Although the vitamins in this study belong to the same B vitamin family, there are still different roles and relationships that B vitamin 6, 9, and 12 deficiencies play in the behaviors and the expression of BDNF and H3K9 in the brain. It has been reported that long-term vitamin B6 restriction results in damage and/or abnormal development of the neuronal system associated with locomotor behavior (Guilarte et al. 1991), but the effects of B6 deficiency on H3K9 methylation and BDNF expression remain unclear. However, as the metabolism of B9 (folate) and vitamin B12 is intimately connected, a deficiency of either vitamin may lead to a morphologically indistinguishable anemia and result in a number of neurologic and psychiatric diseases (Bottiglieri 1996). Therefore, numerous studies have reported that B9, often accompanied with B12, can cause mental diseases and alter H3K9 methylation or BDNF alteration. For instance, B9 exhibited antidepressant-like effects in a rat model by increasing the levels of monoamine neurotransmitters and BDNF (Yan et al. 2017). A maternal deficiency of folate (B9) and vitamin B12 during pregnancy increases the risk of cognitive disorders in their offspring associated with decreased levels of BDNF (Kemse et al. 2018; Liu et al. 2020; Yang et al. 2019). In addition, the observed changes in neurotrophins during gestation may be related to their interaction with micronutrients such as vitamin B6 and vitamin B12 (Dhobale 2014). In this study, the sociability decreased in the B12 and B6/B9/B12 groups, and only the B9, B12, or B6/B9/B12 groups had significantly altered BDNF and H3K9me2. This suggests that B9 and B12 are more tightly linked, and a lack of either B9 or B12 during early life was associated with adult behavioral changes in sociability, accompanied by altered epigenetics in the brain.

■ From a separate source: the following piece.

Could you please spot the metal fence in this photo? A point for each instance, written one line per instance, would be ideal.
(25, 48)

In conclusion, this study indicates that a maternal deficiency of the major B vitamins leads to significant decreases in the serum NPY and 5-HT. In the groups with deficiencies of B12 and all three B vitamins, the adult offspring had significant changes in sociality and social novelty preference, accompanied by H3K9me2 and BDNF alterations in their brains. Therefore, the current research confirmed the critical roles of the major B vitamins for brain development during early life, and a clinical supply of B vitamins in pregnant women may have a long-lasting and neuroprotective effect on their children.